Sheryl Sandberg, in Lean In
These words of reflection by Sheryl Sandberg really speak to me. I have talked about my own career in similar terms due to the unconventional path I’ve taken and the diverse experiences I’ve had. And now, as my perspectives on work and working continue to change, I’ve expanded the scope of my thinking beyond just describing my career to include how I describe my purpose.
In doing this, I’ve been thinking a lot about how I got to where I am today. I’ve come to realize that according to organizational behavior and psychology, I am what is called a positive deviant, which sounds kind of awful, but it’s not. The word deviant comes from two Latin words: de means “from” and via means “road,” so deviate means “off the beaten path.” Deviant, in this case, means not expected – unconventional, and deviance refers to departing from institutional expectations.
In behavioral terms, scholars define a positive deviant as someone who departs from the norms in honorable ways. Positive deviants are intrinsically motivated by feelings of enjoyment, interest, and challenge in their work. They tend to set high goals for themselves and are usually successful in finding ways to achieve them.
I think I’ve always been a positive deviant, without really knowing it. I was a positive deviant throughout most of my professional working career and now, with the completion of my doctorate degree, I’m a positive deviant in academia.
Something else I’ve learned along the way is that not all work cultures place a high value on positive deviance. Academia for instance can be an unwelcoming place for positive deviants due to long-standing, entrenched expectations for scholarship in the academic culture. And this has made it hard for me to fit the work that I’m passionate about—work that explores new ideas, and crosses disciplinary boundaries —into the expectations of the academy.
The irony of this is that more and more organizations are encountering increasingly complex challenges like sustainable growth, innovation, inclusion, design thinking and safe, equitable workplaces that require a positive deviant type of thinking – seeing multiple perspectives, across multiple disciplines and the ability to work in the messiness of real-world situations.
Being a positive deviant isn’t about being smarter, or better than others. It has more to do with intellectual curiosity and simply not being satisfied with the status quo. I like challenging myself to find new ways of viewing old ideas and then to shape and reshape those insights, making them accessible to others.
Knowing these things about myself helps me feel closer to understanding the real me. And as all the disparate pieces of my life come together, I am able to achieve greater alignment between what I do, and the person I was meant to be. There is something very profound about this.
So this is the long way of getting to the point of this blog — giving myself permission. I’m talking about permission to follow a path with an unclear destination and no guaranteed outcome (or income!).

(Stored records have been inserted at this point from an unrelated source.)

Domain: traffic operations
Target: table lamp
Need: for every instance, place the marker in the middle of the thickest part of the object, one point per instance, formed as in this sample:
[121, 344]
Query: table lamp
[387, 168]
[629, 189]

I am giving myself permission to keep developing the concepts I wrote about in my dissertation and to focus my energy on writing and getting my ideas out into the world.
I’ve come to learn that the ‘crooked path’ to finding the person I am meant to be has been traveled by many others who found themselves marginalized and treated as outsiders, misfits, or rebels. And, not surprisingly, these are the people I admire, and the stories I relate to the most. Rejection is part of a crooked path and I have learned that rejection can be turned into inspiration and lead to alternative avenues that wouldn’t have been pursued otherwise.
I am giving myself permission — not just permission to pursue my writing and publishing, but also permission to accept wherever this path leads, and ultimately, permission to just be me.